I’ve noticed some files I opened in a text editor have all kinds of crazy unrenderable chars

  • vithigar
    link
    fedilink
    arrow-up
    6
    ·
    2 months ago

    I think you are conflating a few different concepts here.

    Can you comment on the specific makeup of a “rendered” audio file in plaintext, how is the computer representing every little noise bit of sound at any given point, the polyphony etc?
    What are the conventions of such representation? How can a spectrogram tell pitches are where they are, how is the computer representing that?

    This is a completely separate concern from how data can be represented as text, and will vary by audio format. The “simplest”, PCM encoded audio like in a .wav file, doesn’t really concern itself at all with polyphony and is just a quantised representation of the audio wave amplitude at any given instant in time. It samples that tens of thousands of times per second. Whether it’s a single pure tone or a full symphony the density of what’s stored is the same. Just an air-pressure-over-time graph, essentially.

    Is it the same to view plaintext as analysing it with a hex-viewer?

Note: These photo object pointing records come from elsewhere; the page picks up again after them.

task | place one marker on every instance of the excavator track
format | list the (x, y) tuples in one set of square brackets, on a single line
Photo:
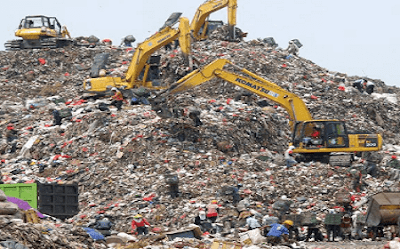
[(13, 45)]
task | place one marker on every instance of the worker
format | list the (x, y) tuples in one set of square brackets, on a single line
[(279, 232), (290, 161), (357, 225), (346, 226), (173, 184), (267, 222), (252, 223), (203, 223), (313, 230), (128, 40), (212, 211), (359, 84), (104, 225), (139, 225), (316, 133), (117, 98), (369, 87), (292, 48), (394, 162)]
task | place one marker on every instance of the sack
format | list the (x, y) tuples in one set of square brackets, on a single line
[(3, 196), (8, 208)]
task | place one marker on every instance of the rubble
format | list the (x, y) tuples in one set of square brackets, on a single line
[(120, 159)]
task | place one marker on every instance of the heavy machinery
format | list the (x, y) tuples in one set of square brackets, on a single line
[(334, 137), (138, 71), (40, 32), (201, 27)]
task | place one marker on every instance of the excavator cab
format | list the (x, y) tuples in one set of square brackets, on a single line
[(318, 134)]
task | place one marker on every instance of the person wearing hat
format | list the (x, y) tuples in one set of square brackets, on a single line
[(279, 231), (290, 161), (139, 225), (104, 225), (394, 162), (117, 98), (212, 211), (202, 222), (369, 87), (346, 226)]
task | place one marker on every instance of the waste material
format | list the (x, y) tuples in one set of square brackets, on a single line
[(120, 159)]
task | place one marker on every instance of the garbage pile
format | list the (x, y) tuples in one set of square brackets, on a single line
[(120, 159)]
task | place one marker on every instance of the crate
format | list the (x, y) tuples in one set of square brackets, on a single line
[(343, 197), (23, 191), (58, 200), (65, 113), (333, 219), (296, 218), (171, 179)]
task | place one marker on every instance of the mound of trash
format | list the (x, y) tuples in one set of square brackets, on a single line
[(121, 160)]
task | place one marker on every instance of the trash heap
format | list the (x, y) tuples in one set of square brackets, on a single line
[(120, 158)]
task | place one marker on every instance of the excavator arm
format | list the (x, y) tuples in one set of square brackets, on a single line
[(335, 138), (294, 105), (139, 62), (199, 25)]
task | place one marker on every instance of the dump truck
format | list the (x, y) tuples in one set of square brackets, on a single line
[(40, 32), (383, 211)]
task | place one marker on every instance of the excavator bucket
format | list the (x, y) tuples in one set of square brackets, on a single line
[(172, 20)]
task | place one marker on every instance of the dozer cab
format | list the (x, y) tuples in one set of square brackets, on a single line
[(40, 32), (201, 26), (320, 140)]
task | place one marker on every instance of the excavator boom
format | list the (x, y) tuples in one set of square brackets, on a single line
[(296, 108), (333, 135), (155, 42), (139, 65)]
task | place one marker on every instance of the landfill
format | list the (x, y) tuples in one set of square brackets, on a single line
[(120, 159)]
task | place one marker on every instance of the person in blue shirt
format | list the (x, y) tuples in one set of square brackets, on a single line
[(279, 231)]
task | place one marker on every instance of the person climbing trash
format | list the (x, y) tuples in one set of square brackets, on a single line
[(359, 84), (279, 232), (294, 47), (290, 161), (117, 98), (104, 225), (369, 87), (139, 225), (252, 222), (203, 223), (212, 211), (346, 226)]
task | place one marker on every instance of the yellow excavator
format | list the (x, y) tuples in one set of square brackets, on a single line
[(40, 32), (201, 27), (138, 71), (333, 135)]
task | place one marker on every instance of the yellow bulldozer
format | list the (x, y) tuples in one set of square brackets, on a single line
[(40, 32)]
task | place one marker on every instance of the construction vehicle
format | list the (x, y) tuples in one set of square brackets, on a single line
[(200, 27), (334, 137), (40, 32), (139, 68)]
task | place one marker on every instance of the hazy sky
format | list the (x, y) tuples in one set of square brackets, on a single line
[(357, 37)]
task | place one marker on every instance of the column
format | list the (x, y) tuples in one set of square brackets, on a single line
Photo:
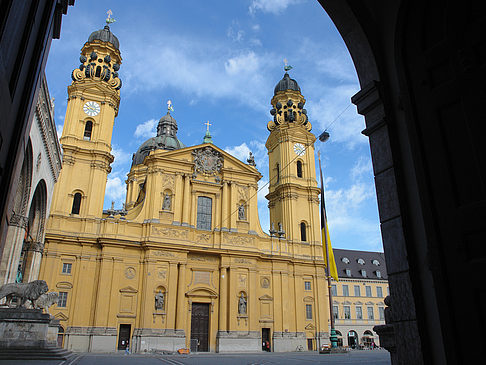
[(177, 199), (187, 203), (223, 298), (172, 294), (181, 299), (225, 223)]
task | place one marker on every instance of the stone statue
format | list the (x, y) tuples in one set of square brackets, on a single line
[(167, 202), (25, 291), (242, 304), (251, 160), (159, 300), (46, 300), (241, 212)]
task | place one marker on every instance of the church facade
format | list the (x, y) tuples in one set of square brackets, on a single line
[(185, 263)]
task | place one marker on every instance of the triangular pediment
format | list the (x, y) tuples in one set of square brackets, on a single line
[(185, 155), (202, 292), (128, 289), (266, 297), (61, 317)]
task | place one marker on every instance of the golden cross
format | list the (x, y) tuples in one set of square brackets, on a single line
[(208, 124)]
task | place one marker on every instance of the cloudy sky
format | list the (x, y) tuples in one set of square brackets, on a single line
[(220, 61)]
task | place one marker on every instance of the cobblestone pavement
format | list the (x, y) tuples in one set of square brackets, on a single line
[(375, 357)]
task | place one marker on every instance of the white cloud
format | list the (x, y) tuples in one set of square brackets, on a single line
[(146, 129), (59, 128), (271, 6), (115, 190)]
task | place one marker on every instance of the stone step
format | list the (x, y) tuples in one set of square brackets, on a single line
[(47, 353)]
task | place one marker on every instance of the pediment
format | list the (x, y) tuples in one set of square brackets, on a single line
[(64, 285), (266, 297), (128, 289), (185, 155), (61, 317), (202, 292)]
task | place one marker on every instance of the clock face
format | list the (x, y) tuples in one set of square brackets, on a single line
[(91, 108), (299, 149)]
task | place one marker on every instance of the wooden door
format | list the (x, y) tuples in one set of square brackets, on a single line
[(200, 326)]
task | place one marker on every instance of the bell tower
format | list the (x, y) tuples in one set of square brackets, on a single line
[(93, 100), (293, 193)]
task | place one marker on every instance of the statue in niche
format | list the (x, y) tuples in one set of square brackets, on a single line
[(242, 304), (241, 212), (167, 202), (159, 300)]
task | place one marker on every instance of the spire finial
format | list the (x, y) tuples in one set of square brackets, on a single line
[(109, 20), (170, 107), (287, 67), (207, 136)]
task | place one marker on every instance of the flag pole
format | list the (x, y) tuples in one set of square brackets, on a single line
[(333, 336)]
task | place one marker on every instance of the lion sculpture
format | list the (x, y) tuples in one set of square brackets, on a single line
[(46, 300), (25, 291)]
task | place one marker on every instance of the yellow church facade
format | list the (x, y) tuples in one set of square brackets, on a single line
[(185, 263)]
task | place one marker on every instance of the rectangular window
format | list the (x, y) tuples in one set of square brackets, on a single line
[(371, 313), (381, 313), (62, 301), (345, 291), (335, 311), (379, 292), (308, 311), (66, 268), (334, 290), (368, 291), (347, 312), (204, 212)]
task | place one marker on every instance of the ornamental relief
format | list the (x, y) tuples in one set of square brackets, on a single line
[(207, 161), (238, 240), (169, 232)]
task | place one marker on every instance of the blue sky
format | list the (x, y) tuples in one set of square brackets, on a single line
[(220, 61)]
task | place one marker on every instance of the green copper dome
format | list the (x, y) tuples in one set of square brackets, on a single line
[(166, 139)]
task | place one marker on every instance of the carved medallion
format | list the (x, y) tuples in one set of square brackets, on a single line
[(207, 161), (130, 272)]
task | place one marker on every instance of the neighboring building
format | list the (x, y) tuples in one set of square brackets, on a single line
[(358, 296), (185, 263), (40, 169)]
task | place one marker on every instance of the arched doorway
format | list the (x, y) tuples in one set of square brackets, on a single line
[(353, 341), (368, 339), (18, 221), (31, 254)]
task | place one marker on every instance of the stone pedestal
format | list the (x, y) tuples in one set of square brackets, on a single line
[(25, 334)]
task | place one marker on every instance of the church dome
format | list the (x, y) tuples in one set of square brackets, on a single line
[(166, 139), (104, 35), (287, 84)]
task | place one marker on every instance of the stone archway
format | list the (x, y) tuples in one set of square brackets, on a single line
[(33, 245), (18, 222)]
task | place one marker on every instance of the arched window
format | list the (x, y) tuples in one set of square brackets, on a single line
[(303, 232), (299, 168), (76, 203), (204, 210), (87, 130)]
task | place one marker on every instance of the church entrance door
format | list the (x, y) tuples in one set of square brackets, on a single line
[(200, 326), (124, 336)]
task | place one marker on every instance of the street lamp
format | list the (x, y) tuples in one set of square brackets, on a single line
[(324, 136)]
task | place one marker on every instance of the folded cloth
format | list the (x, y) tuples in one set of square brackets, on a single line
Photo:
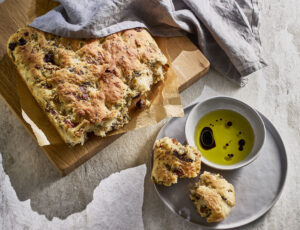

    “Plaintext” doesn’t really have a fixed definition in this context. It can be the same as looking at it in a hex viewer, if your “plaintext” representation is hexadecimal encoding. Binary data, like in audio files, isn’t plaintext, and opening it directly in a text editor is not expected to give you a useful result, or even a consistent result. Different editors might show you different “text” depending on what encoding they fall back on, or how they represent unprintable characters.

    There are several methods of representing binary data as text, such as hexadecimal, base64, or uuencode, but none of these representations if saved as-is are the original file, strictly speaking.